Emergenza coronavirus. Dall’uno per cento delle scommesse al “salva calcio”: ora è battaglia

100 milioni in ballo, governo possibilista ma per tutto lo sport. Operatori contrari

di Redazione, @forzaroma

Operatori e mondo dello sport, e in particolare del calcio, sperano che nei prossimi mesi si veda la famosa luce in fondo al tunnel. Anche perché proprio la Figc ha formulato nei giorni scorsi una proposta: creiamo un fondo “salva calcio”, una specie di paracadute per le realtà più sofferenti, alimentato anche con fondi federali e con l’un per cento delle scommesse, riporta La Gazzetta dello Sport. Parliamo di più di 100 milioni di euro l’anno su una raccolta di 10,4 miliardi nel 2019. Una proposta che ha generato una contrarietà fra gli operatori che temono di perdere una fetta di ricavi.

Venerdì anche Francesco Ghirelli, presidente della Lega Pro, ha rilanciato l’idea, che con la cassa integrazione per i calciatori con compensi lordi fino a 50mila euro l’anno, costituisce uno dei temi presentati al ministro dello sport Vincenzo Spadafora. L’ipotesi, che potrebbe entrare nel cosiddetto “decreto aprile”, è quella di trasformare il “salva calcio” in “salva sport”. Con modalità però tutte da verificare: ogni sport avrebbe risorse in base alla sua quota di scommesse o funzionerebbe un principio di mutualità verso tutto il sistema sportivo? Niente da fare, invece, per la sospensione di un anno del divieto di pubblicità e di sponsorizzazioni delle aziende di betting. La contrarietà dei 5 Stelle è totale e non lascia spazio a riaprire la questione in sede governativa.

L’altro rebus è sulla possibilità di inserire nel computo dell’un per cento anche ciò che viene raccolto in Italia per eventi organizzati all’estero (nel 2018, la serie A ha chiuso al 15,7 del totale scommesso sul calcio, il Mondiale al 6,7, la Champions al 6,1, la Premier League al 4,7 e la Serie B come la Liga al 4,4).

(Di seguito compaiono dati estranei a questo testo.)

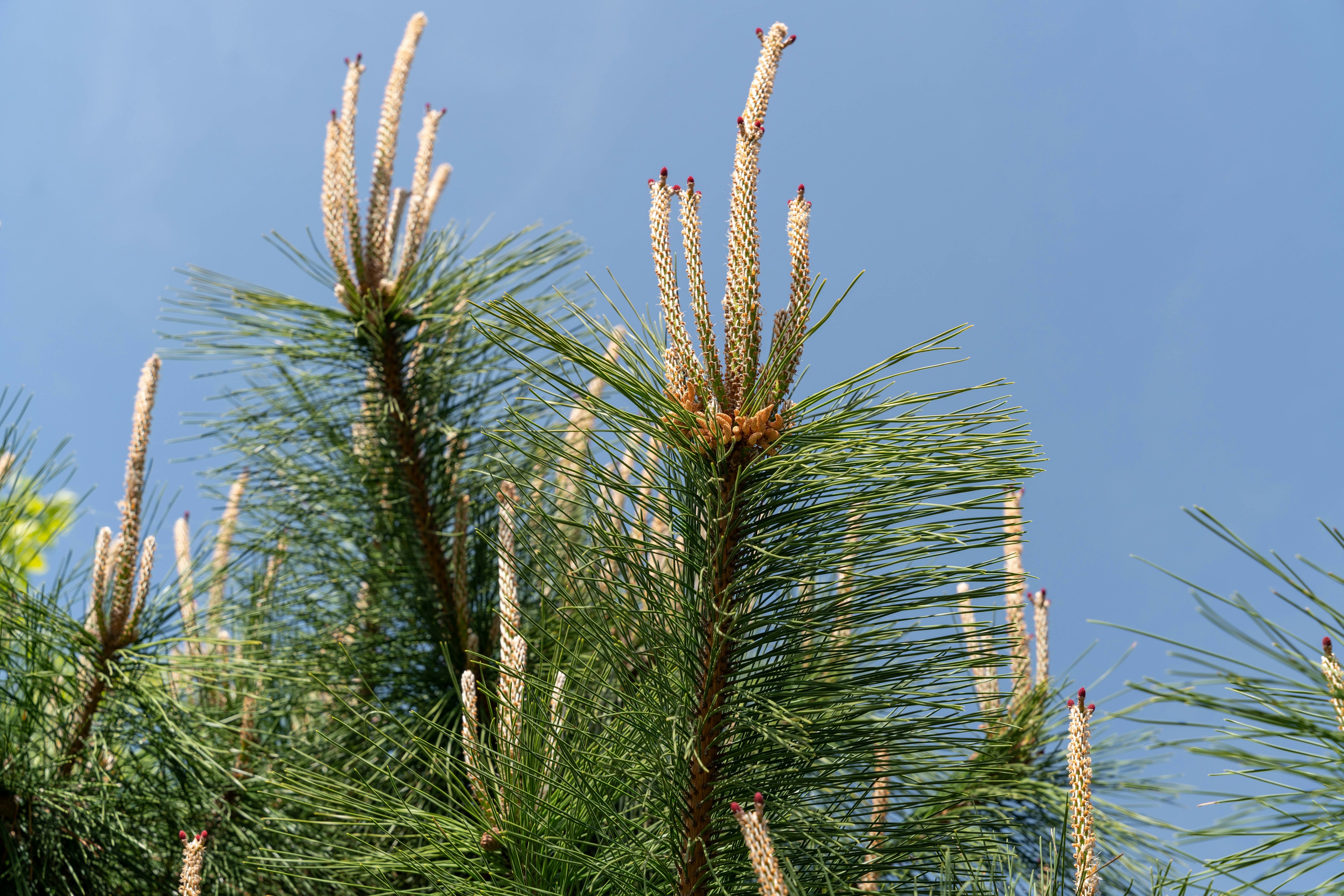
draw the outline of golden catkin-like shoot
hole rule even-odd
[[[1032,629],[1036,642],[1036,686],[1050,682],[1050,599],[1046,590],[1031,595]]]
[[[145,539],[145,547],[140,552],[140,579],[136,582],[136,606],[130,611],[130,619],[126,622],[124,638],[130,642],[136,638],[136,627],[140,625],[140,614],[145,609],[145,598],[149,596],[149,576],[155,571],[155,548],[157,541],[155,536]]]
[[[190,837],[187,832],[177,832],[181,838],[181,877],[179,879],[177,896],[200,896],[200,872],[206,864],[206,834],[200,832]]]
[[[470,524],[472,497],[461,494],[457,498],[457,513],[453,521],[453,611],[457,617],[457,633],[462,650],[470,650],[472,635],[472,580],[466,574],[466,539]]]
[[[183,634],[196,630],[196,580],[191,568],[191,517],[183,513],[172,527],[172,547],[177,562],[177,609]]]
[[[1093,896],[1099,883],[1097,834],[1093,830],[1091,802],[1091,713],[1083,705],[1087,692],[1078,689],[1078,701],[1068,701],[1068,829],[1074,841],[1074,881],[1077,896]]]
[[[765,821],[765,798],[761,794],[755,795],[753,811],[742,809],[738,803],[731,803],[730,807],[747,844],[747,856],[751,858],[761,896],[789,896],[784,875],[780,872],[780,861],[774,856],[770,826]]]
[[[402,44],[392,59],[392,71],[387,77],[383,91],[383,110],[378,120],[378,138],[374,144],[374,179],[368,191],[368,253],[364,259],[366,279],[376,286],[383,277],[383,222],[387,218],[387,201],[392,189],[392,163],[396,160],[396,134],[402,124],[402,102],[406,97],[406,78],[415,59],[415,47],[425,31],[427,19],[417,12],[406,23]]]
[[[527,641],[520,631],[517,606],[515,517],[517,488],[504,482],[499,493],[499,592],[500,592],[500,705],[499,737],[504,751],[516,758],[523,727],[523,674],[527,672]]]
[[[1331,686],[1331,707],[1335,708],[1335,719],[1340,731],[1344,731],[1344,669],[1335,657],[1335,646],[1329,638],[1321,638],[1321,672]]]
[[[968,591],[970,591],[970,586],[965,582],[957,586],[957,594],[964,595]],[[960,617],[961,630],[966,634],[966,649],[970,652],[970,656],[989,657],[989,637],[981,631],[980,625],[976,622],[976,611],[970,604],[970,598],[961,598]],[[976,681],[976,695],[980,697],[981,712],[986,716],[996,715],[999,712],[999,678],[995,677],[995,668],[992,665],[972,666],[970,674]]]
[[[98,641],[108,641],[108,613],[103,602],[108,599],[108,575],[114,563],[112,553],[112,529],[102,527],[93,548],[93,590],[89,594],[89,619],[93,627],[90,634],[98,635]]]
[[[887,751],[878,751],[878,772],[882,775],[883,768],[887,764]],[[891,780],[884,775],[879,776],[872,782],[872,821],[871,832],[868,836],[868,846],[871,849],[878,849],[882,845],[882,832],[887,823],[887,813],[891,810]],[[870,865],[878,861],[876,853],[868,853],[866,860]],[[878,876],[876,870],[870,870],[859,881],[859,889],[864,892],[878,891]]]
[[[770,340],[770,353],[778,352],[782,372],[775,399],[782,399],[798,375],[798,361],[802,359],[802,340],[808,334],[812,318],[812,261],[808,242],[808,224],[812,220],[812,203],[804,197],[804,187],[798,184],[798,197],[789,203],[789,306],[775,318],[781,345]]]
[[[208,635],[218,635],[220,614],[224,611],[224,586],[228,583],[228,555],[234,545],[234,531],[238,528],[238,513],[242,510],[243,492],[247,490],[249,473],[243,469],[228,488],[224,501],[224,514],[219,519],[219,532],[215,533],[214,570],[210,582]]]
[[[704,289],[704,263],[700,259],[700,191],[695,188],[695,177],[685,179],[685,192],[680,196],[685,289],[691,294],[691,314],[695,318],[695,330],[700,340],[700,357],[704,360],[707,377],[706,391],[708,395],[702,395],[700,399],[702,403],[710,403],[716,402],[718,396],[723,394],[723,367],[719,364],[719,347],[714,339],[714,320],[710,317],[710,298]],[[669,322],[668,326],[671,328],[672,324]]]
[[[659,179],[649,179],[649,238],[653,243],[653,271],[659,281],[659,301],[663,306],[663,321],[667,326],[668,345],[663,353],[664,373],[668,388],[680,394],[688,382],[696,382],[695,355],[685,330],[685,317],[681,314],[681,298],[677,293],[676,257],[672,254],[672,238],[668,227],[672,219],[672,196],[680,187],[668,185],[668,169]]]
[[[481,768],[485,758],[481,755],[481,719],[476,705],[476,674],[466,669],[462,672],[462,764],[466,766],[466,780],[472,786],[472,795],[481,809],[491,813],[489,794],[485,782],[481,780]]]
[[[110,572],[112,619],[109,622],[126,618],[134,587],[136,552],[140,548],[140,510],[145,493],[145,458],[149,453],[149,424],[153,420],[160,365],[159,356],[152,355],[140,369],[140,383],[136,387],[136,407],[130,420],[130,449],[126,451],[126,490],[118,502],[122,549]],[[116,629],[116,625],[113,627]]]
[[[1021,489],[1008,489],[1004,497],[1004,607],[1008,619],[1008,656],[1012,665],[1009,711],[1021,705],[1031,689],[1031,653],[1027,646],[1027,611],[1023,590],[1027,580],[1021,564]]]

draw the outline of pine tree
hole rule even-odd
[[[163,504],[146,478],[159,369],[155,356],[141,371],[118,535],[99,531],[90,566],[67,562],[40,586],[22,575],[0,583],[4,892],[161,892],[177,876],[171,830],[218,813],[233,780],[224,720],[177,699],[175,588],[153,583]],[[59,451],[34,462],[17,414],[0,429],[9,458],[0,519],[23,520],[69,465]],[[241,877],[238,853],[220,862],[226,880]]]
[[[782,24],[758,36],[722,357],[699,192],[665,169],[649,181],[661,325],[571,308],[562,328],[509,297],[481,309],[531,386],[495,434],[499,650],[462,672],[457,724],[407,723],[398,754],[359,780],[286,776],[364,834],[333,876],[371,872],[387,891],[413,877],[464,893],[802,893],[909,889],[999,854],[976,818],[943,811],[965,787],[945,768],[986,720],[966,705],[976,660],[946,594],[962,580],[1003,592],[1000,498],[1035,454],[1011,410],[978,398],[997,383],[895,388],[961,328],[794,398],[821,293],[801,187],[790,294],[762,360],[758,154],[793,39]]]
[[[1203,508],[1187,513],[1273,575],[1282,588],[1273,591],[1279,609],[1297,619],[1278,621],[1242,594],[1224,596],[1168,572],[1191,588],[1200,615],[1245,653],[1145,633],[1171,645],[1184,668],[1176,680],[1148,677],[1136,689],[1159,708],[1179,708],[1180,721],[1167,723],[1172,746],[1218,760],[1219,776],[1227,779],[1207,793],[1206,805],[1230,810],[1189,840],[1212,840],[1231,852],[1208,860],[1202,876],[1226,893],[1344,892],[1336,869],[1344,673],[1335,656],[1344,610],[1321,588],[1344,580],[1301,556],[1294,566],[1255,549]],[[1322,527],[1344,547],[1344,533]],[[1140,704],[1133,712],[1148,708]]]

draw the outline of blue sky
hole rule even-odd
[[[0,383],[32,390],[34,420],[73,437],[77,485],[99,486],[67,547],[113,517],[173,267],[317,297],[261,236],[319,226],[341,56],[366,55],[371,128],[417,9],[407,103],[448,107],[456,168],[439,223],[570,222],[589,270],[641,301],[645,180],[696,176],[712,258],[753,30],[800,35],[762,154],[767,305],[804,181],[813,269],[867,270],[809,348],[813,383],[974,324],[954,376],[1011,380],[1050,458],[1027,488],[1027,566],[1056,662],[1099,638],[1101,669],[1132,639],[1089,618],[1211,642],[1184,587],[1132,553],[1267,596],[1183,505],[1340,566],[1316,523],[1344,524],[1329,3],[0,3]],[[194,467],[167,463],[194,446],[165,445],[216,388],[200,372],[164,369],[155,472],[208,516]],[[1141,645],[1121,676],[1165,666]]]

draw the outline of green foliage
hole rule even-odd
[[[1148,635],[1172,645],[1172,656],[1187,665],[1176,681],[1145,678],[1136,688],[1159,707],[1180,707],[1181,721],[1165,724],[1188,735],[1173,744],[1216,760],[1228,779],[1210,795],[1230,811],[1192,837],[1235,846],[1207,864],[1220,892],[1344,892],[1344,873],[1336,868],[1344,832],[1344,719],[1332,708],[1344,692],[1321,669],[1321,638],[1344,634],[1344,611],[1320,590],[1344,584],[1344,578],[1302,557],[1294,566],[1262,553],[1202,508],[1189,513],[1270,572],[1282,588],[1274,591],[1279,609],[1298,621],[1279,622],[1241,594],[1223,596],[1169,574],[1191,587],[1200,614],[1239,647]],[[1344,547],[1339,529],[1327,531]]]
[[[946,850],[991,848],[937,811],[957,799],[939,770],[980,739],[939,595],[1001,582],[986,559],[1003,541],[997,501],[1034,454],[1000,403],[956,404],[976,390],[890,388],[958,330],[801,400],[780,453],[743,459],[706,455],[668,422],[680,406],[652,339],[622,343],[577,309],[578,336],[512,300],[487,312],[482,330],[535,390],[496,437],[499,476],[528,484],[521,733],[484,747],[484,799],[452,723],[407,728],[353,779],[290,774],[331,817],[388,832],[351,846],[345,866],[375,869],[386,892],[414,876],[435,892],[661,893],[698,841],[714,892],[750,892],[728,802],[757,790],[796,892],[870,872],[914,885],[937,879]],[[618,356],[590,348],[603,339]],[[535,360],[547,356],[560,365]],[[590,441],[551,423],[575,408],[597,419]],[[508,672],[482,666],[488,681]],[[485,692],[501,712],[499,686]],[[883,776],[891,811],[874,823]],[[503,849],[482,850],[482,834]]]
[[[27,407],[22,394],[0,390],[0,578],[15,587],[47,571],[46,552],[74,523],[79,504],[58,485],[70,473],[65,443],[36,472],[23,474],[34,450],[32,437],[22,429]],[[56,490],[42,494],[52,485]]]

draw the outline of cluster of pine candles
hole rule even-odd
[[[411,17],[391,63],[367,200],[355,56],[327,121],[327,258],[281,242],[327,304],[195,274],[184,306],[214,329],[184,341],[271,375],[211,423],[233,458],[212,537],[175,520],[176,576],[156,587],[156,355],[83,615],[73,630],[36,604],[5,617],[38,633],[11,650],[0,631],[9,657],[52,631],[73,645],[34,666],[40,686],[0,725],[17,892],[99,892],[70,869],[106,866],[114,836],[108,892],[169,864],[180,896],[1124,892],[1106,869],[1136,840],[1105,802],[1102,742],[1094,780],[1095,707],[1083,689],[1059,705],[1050,602],[1027,587],[1035,446],[999,404],[931,410],[972,390],[888,390],[960,330],[800,396],[821,292],[800,184],[765,341],[759,159],[796,38],[757,30],[731,122],[716,332],[703,180],[648,180],[661,326],[519,298],[578,259],[566,234],[466,257],[431,230],[452,172],[434,164],[444,110],[426,106],[410,188],[392,187],[425,26]],[[0,453],[0,481],[22,467]],[[977,618],[1000,604],[1003,625]],[[1293,658],[1322,684],[1289,690],[1317,728],[1312,701],[1331,707],[1333,737],[1344,669],[1322,646],[1318,664]],[[11,737],[35,716],[52,724]],[[140,766],[140,791],[98,802]],[[1031,821],[1012,817],[1023,806]],[[136,827],[157,810],[206,829],[180,832],[180,861],[164,819]],[[1046,868],[1042,844],[1060,857],[1064,838],[1071,875]]]

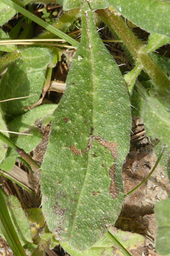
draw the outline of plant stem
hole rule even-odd
[[[0,188],[0,228],[14,255],[26,256],[14,228]]]
[[[77,42],[75,39],[73,39],[70,36],[66,35],[64,33],[57,30],[56,28],[51,26],[51,25],[46,23],[44,20],[40,19],[36,15],[28,12],[25,9],[21,7],[17,4],[13,2],[11,0],[1,0],[1,1],[2,3],[4,3],[4,4],[7,4],[7,5],[9,6],[10,7],[14,9],[17,12],[22,13],[24,16],[27,17],[28,19],[38,23],[41,26],[47,29],[48,30],[51,31],[54,34],[58,36],[59,37],[61,38],[63,40],[65,40],[67,42],[69,43],[70,44],[73,45],[74,46],[75,46],[75,47],[78,46],[79,43]]]
[[[1,140],[4,144],[7,144],[14,150],[20,154],[20,156],[31,166],[32,168],[38,170],[41,173],[41,166],[34,161],[29,154],[27,154],[23,149],[20,149],[16,146],[13,142],[10,141],[8,137],[0,132],[0,140]]]
[[[123,247],[122,244],[119,243],[119,241],[109,232],[107,232],[107,237],[113,242],[114,245],[117,247],[124,256],[132,256],[129,252]]]
[[[151,172],[149,173],[149,175],[148,176],[148,177],[146,178],[145,178],[144,181],[143,181],[139,185],[137,185],[137,186],[135,186],[135,188],[134,188],[133,189],[132,189],[129,192],[127,193],[124,197],[126,197],[127,196],[129,196],[130,194],[133,193],[135,190],[137,190],[140,186],[142,186],[148,178],[150,176],[151,176],[151,175],[153,174],[153,173],[154,172],[154,170],[156,170],[157,165],[158,165],[163,153],[164,152],[165,150],[165,146],[163,145],[162,145],[161,149],[160,150],[159,152],[159,156],[158,158],[157,159],[155,165],[153,168],[153,170],[151,170]]]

Ma le scommesse finanziano già lo sport italiano? Si fatica a rispondere. La Legge di Stabilità di fine 2018 ha definito il sistema fissando le risorse nel 32 per cento delle tasse pagate dal comparto sport. Nella Legge di Stabilità approvata a fine 2019, c’è un riferimento alla destinazione dei fondi dell’erario verso Coni e Sport e Salute. Rientrano nel 32 per cento? Il gettito per l’erario delle scommesse sportive viaggia intorno ai 270-280 milioni annui. Una cifra su cui l’un per cento non può incidere visto che in tal caso si tratterebbe di un aiuto economico vero e proprio dello Stato. La “battaglia” dell’un per cento è aperta.